Around this time, in sixth grade, I also took a theater class, and I wanted to do a skit about a Jeffrey Dahmer cooking show. This makes me sound like such a psychopath kid. But I thought it’d be really funny, and the teacher actually let me do it. I made these T-shirts that said “Jeffrey Dahmer Cooking Show” or whatever. We did the skit, and then I came back after class and I stood behind the door and overheard another student talking to the teacher, and he was like, “Well, why can’t I do this? You let that girl do that Jeffrey Dahmer show.” And the teacher said, “I felt bad for her. She made T-shirts.” I was crushed. I thought I was killing it.
After you finished this wholesome all-ages book, did you feel compelled to do something heavier or more grown-up?
Definitely. There was a little bit of an overlap with a dark, art world murder mystery that I wrote called Shagbark, which is very similar in name to Squeak Chatter Bark. After the kids’ book, I had to go into some adult territory.
I feel like after I finish whatever big project, I have to pivot to something different. The only consistent things that I’ve done in the last decade or so are comics like Hungover Bear or for The New Yorker. Otherwise I’ve done a bunch of different stuff. For a while I was doing arts writing. It’s an impulse that I have, and it’s not always a great impulse, actually. Sometimes it’s good to go deep into a genre or medium, and I find myself pulling back.
But I think in the long run it’s better. It helps maintain your sanity. At this point I’ve known quite a few people who’ve gotten burnt out, and part of that is tunneling in the same direction for so long. I’m not burnt out artistically, I feel very fresh in that way. (I feel burnout in other ways.) When you jump around, you get excited about projects.
What are your favorite and least favorite animals to draw?
I love drawing bears. For Marco in the book, I studied a YouTube video of a Baryshnikov dance, and it was a lot of fun to imagine how a big bear would fly through space like Baryshnikov. Bears are probably my favorite.
I think birds are super hard to draw—I love drawing them, but they’re difficult. You have to understand anatomy in a different way, like wings are interesting but hard. One of the hardest animals to draw that I also really like is a groundhog, because they don’t have any shape. Or a beaver, anything that’s round like that is hard to draw. Horses are also tough, famously. But I like drawing basically all animals.

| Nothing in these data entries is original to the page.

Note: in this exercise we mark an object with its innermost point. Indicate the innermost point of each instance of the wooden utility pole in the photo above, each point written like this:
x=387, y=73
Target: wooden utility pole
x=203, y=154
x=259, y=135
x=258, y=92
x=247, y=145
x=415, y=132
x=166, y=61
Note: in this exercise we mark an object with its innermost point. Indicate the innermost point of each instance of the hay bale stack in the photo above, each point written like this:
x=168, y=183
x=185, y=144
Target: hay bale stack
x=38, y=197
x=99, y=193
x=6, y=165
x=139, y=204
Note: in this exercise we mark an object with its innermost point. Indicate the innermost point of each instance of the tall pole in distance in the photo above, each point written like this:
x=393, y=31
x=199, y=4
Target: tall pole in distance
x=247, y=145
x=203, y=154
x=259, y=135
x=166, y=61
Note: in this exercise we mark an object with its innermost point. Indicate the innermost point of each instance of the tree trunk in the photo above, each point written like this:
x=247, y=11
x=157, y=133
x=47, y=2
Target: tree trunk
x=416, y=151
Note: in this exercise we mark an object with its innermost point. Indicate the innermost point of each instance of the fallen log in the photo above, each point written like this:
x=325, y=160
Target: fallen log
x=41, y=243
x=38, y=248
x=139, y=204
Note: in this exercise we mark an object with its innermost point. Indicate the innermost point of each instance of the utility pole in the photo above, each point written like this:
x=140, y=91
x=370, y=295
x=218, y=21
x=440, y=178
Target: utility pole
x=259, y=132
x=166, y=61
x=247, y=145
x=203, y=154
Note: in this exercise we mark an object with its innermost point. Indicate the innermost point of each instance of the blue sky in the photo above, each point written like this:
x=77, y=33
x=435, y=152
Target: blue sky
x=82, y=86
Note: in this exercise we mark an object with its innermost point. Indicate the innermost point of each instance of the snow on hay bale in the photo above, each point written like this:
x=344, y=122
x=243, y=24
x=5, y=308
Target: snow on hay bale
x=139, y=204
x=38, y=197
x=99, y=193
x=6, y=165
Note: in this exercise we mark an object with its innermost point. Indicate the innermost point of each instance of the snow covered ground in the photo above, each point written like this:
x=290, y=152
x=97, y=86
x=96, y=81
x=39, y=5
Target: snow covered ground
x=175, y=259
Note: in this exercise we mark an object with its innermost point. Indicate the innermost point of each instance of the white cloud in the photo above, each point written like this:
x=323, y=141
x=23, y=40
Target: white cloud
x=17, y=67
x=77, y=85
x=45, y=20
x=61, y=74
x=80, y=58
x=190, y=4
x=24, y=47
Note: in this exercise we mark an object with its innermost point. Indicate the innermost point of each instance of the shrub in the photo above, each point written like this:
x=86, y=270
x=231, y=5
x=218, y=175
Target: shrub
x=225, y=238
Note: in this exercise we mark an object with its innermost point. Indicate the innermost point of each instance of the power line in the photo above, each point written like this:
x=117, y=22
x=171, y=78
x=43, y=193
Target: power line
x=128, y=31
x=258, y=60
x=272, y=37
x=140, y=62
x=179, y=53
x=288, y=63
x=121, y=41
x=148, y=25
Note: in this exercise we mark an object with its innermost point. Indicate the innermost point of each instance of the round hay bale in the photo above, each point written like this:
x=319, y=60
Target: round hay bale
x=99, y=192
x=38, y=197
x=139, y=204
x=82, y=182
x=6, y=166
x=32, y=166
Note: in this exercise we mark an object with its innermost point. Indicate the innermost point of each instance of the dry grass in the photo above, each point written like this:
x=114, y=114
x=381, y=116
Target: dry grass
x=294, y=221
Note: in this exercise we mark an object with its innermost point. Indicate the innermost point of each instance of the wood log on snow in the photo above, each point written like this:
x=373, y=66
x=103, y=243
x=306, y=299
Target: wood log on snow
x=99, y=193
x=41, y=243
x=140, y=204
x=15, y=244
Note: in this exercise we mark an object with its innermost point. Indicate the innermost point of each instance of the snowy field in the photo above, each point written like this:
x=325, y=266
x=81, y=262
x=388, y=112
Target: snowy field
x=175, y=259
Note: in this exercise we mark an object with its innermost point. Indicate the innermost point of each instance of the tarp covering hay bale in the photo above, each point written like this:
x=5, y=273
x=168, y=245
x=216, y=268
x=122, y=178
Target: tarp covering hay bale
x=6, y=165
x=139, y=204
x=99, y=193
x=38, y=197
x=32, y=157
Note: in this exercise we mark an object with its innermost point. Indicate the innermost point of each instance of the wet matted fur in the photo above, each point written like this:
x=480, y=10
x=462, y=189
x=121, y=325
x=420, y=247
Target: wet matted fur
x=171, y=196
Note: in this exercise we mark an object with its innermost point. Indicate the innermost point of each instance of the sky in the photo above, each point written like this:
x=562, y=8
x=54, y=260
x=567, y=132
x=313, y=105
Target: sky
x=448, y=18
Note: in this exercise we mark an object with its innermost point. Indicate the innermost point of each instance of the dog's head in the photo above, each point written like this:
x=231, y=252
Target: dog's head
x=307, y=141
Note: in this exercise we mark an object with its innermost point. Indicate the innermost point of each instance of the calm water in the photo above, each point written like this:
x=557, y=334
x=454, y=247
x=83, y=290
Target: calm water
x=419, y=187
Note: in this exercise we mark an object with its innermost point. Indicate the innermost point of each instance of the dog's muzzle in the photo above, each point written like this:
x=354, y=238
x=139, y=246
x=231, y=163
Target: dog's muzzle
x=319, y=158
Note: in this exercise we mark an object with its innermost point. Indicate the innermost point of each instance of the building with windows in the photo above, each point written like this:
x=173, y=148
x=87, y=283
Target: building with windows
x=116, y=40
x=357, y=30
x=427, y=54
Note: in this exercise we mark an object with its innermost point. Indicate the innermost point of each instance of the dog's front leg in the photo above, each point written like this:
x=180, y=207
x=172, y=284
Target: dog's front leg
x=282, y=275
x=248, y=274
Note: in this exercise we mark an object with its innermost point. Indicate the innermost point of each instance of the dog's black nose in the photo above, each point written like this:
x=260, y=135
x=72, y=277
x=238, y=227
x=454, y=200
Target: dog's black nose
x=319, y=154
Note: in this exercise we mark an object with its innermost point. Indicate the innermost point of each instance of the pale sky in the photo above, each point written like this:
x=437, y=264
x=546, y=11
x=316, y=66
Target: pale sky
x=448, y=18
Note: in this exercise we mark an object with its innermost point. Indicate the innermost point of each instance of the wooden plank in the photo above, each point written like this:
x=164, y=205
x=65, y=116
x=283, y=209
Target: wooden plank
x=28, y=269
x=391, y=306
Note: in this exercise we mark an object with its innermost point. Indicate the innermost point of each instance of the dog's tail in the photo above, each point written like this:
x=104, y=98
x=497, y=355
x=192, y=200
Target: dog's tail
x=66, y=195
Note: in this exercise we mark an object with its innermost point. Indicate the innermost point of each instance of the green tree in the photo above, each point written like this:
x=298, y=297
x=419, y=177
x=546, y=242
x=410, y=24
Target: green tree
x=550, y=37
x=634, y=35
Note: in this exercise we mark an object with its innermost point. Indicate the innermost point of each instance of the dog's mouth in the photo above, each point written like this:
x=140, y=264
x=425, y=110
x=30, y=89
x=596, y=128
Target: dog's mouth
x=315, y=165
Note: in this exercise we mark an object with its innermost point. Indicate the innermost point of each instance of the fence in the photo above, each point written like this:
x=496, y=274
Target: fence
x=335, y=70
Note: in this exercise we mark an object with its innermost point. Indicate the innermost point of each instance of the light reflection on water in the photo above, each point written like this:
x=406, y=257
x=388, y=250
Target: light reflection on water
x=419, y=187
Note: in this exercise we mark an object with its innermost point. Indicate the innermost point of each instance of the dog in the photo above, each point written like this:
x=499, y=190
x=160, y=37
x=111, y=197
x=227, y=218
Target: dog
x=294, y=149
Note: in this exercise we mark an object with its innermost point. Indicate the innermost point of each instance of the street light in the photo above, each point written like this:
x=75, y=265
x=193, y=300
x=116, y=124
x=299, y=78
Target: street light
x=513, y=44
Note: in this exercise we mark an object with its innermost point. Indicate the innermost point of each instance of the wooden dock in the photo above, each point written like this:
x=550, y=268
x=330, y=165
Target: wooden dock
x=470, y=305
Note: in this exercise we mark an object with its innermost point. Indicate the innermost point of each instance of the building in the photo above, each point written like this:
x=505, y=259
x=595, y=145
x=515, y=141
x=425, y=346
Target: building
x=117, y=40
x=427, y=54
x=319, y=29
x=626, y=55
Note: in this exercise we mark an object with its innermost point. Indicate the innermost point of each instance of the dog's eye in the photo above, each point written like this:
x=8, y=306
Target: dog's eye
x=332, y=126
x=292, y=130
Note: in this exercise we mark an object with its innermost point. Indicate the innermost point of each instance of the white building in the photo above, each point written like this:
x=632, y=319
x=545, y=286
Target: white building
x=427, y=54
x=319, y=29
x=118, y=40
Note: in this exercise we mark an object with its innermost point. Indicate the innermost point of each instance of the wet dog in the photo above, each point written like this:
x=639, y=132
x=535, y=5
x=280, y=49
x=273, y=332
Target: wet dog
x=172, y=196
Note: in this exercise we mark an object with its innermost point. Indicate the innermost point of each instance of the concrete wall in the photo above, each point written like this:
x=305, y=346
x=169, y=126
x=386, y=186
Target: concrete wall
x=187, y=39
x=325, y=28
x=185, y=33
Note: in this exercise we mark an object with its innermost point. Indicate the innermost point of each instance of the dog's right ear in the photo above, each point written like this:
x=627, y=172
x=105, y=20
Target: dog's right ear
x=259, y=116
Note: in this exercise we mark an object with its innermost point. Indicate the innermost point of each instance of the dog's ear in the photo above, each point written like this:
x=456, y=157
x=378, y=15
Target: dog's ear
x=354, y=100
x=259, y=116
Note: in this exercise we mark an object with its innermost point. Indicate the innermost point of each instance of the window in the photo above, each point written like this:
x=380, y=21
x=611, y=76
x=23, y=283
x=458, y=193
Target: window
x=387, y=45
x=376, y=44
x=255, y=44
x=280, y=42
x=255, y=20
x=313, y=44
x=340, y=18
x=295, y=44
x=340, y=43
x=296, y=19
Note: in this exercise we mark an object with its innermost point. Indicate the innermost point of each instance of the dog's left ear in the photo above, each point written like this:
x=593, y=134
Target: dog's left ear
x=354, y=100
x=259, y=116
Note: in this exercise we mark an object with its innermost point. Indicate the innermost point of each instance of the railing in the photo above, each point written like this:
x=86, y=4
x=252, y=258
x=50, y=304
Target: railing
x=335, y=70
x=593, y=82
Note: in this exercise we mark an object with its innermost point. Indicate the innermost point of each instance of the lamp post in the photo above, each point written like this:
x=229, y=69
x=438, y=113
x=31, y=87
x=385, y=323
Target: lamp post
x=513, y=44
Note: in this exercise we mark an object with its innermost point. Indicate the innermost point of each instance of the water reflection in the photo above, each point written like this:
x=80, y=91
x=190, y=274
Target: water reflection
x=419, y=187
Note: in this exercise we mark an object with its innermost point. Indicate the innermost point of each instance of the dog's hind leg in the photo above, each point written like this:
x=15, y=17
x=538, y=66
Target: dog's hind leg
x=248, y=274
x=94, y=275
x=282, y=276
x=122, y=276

What I don’t like drawing are cars. I really hate drawing cars. That’s maybe the only thing I hate drawing.
Has there ever been a time when you changed a joke because you didn’t want to draw a car?

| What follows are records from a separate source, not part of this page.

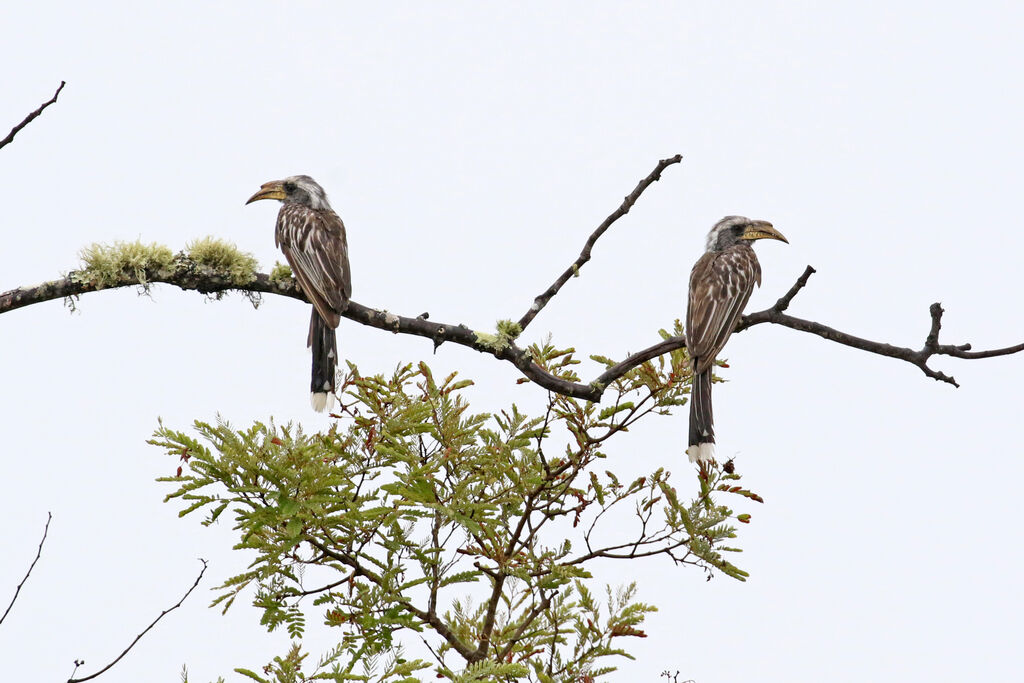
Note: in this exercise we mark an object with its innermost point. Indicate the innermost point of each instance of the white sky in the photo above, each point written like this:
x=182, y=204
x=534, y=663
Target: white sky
x=470, y=148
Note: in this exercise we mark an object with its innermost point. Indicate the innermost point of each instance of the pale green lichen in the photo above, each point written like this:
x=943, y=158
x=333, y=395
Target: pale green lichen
x=281, y=272
x=507, y=333
x=509, y=330
x=223, y=257
x=108, y=265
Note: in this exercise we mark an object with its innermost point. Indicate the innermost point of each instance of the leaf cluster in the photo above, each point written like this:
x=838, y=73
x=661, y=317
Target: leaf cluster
x=474, y=532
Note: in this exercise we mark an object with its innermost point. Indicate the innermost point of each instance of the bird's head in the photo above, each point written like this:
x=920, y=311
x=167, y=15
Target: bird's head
x=294, y=189
x=733, y=229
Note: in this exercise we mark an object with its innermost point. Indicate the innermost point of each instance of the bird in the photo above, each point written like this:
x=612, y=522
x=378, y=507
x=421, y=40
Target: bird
x=721, y=284
x=312, y=239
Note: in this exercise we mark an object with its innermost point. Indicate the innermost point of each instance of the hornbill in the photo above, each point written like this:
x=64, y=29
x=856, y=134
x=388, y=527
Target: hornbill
x=720, y=286
x=312, y=238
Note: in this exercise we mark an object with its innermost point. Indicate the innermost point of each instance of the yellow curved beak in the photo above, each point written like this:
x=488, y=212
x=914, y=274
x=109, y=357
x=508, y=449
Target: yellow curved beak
x=269, y=190
x=762, y=229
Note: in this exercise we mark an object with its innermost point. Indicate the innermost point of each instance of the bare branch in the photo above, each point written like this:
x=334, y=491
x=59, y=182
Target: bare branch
x=918, y=357
x=542, y=299
x=189, y=275
x=29, y=119
x=78, y=663
x=32, y=566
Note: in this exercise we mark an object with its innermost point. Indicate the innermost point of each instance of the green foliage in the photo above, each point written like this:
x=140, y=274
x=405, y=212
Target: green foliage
x=107, y=265
x=415, y=516
x=224, y=257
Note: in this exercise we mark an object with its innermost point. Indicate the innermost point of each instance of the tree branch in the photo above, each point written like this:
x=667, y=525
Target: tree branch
x=189, y=275
x=918, y=357
x=78, y=663
x=32, y=566
x=29, y=119
x=542, y=299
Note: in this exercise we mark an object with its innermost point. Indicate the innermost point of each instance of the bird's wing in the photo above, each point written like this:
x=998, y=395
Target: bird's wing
x=315, y=246
x=720, y=286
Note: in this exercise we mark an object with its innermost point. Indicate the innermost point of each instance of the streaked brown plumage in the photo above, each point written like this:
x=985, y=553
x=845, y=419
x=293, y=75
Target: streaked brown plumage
x=721, y=284
x=312, y=238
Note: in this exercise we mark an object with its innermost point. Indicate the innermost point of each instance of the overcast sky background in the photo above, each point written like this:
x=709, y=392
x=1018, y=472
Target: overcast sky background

Sometimes I’ll adjust the vantage point of a scene based on not wanting to draw an intense row of houses or something. In terms of the joke itself, I doubt it. The joke comes first. It’s immodest to say, but I don’t think there are any physical objects that I couldn’t draw. Sometimes I like to try to challenge myself by making sure I do draw a car.
The inverse of that question is sometimes I’ll do a comic because I want to draw something. Like I want to draw mermaids or witches, so I’ll come up with a concept around that. Or dinosaurs, I love drawing dinosaurs. Sometimes the content comes from the drawing.
If you were to give Squeak Chatter Bark to your younger self, what would you inscribe on the inside of the book?
I would probably say, “You can do this too.” For me personally, as opposed to a lot of other readers — and this is also why Squeak Chatter Bark is linked to my first book, Drawn to Berlin — the book is about drawing. This is a medium that’s super accessible and that can help on a number of levels. It can help kids disseminate information and process their feelings about complex issues.
Little Ali loved to draw and loved to create comics, so I would encourage her. Yes.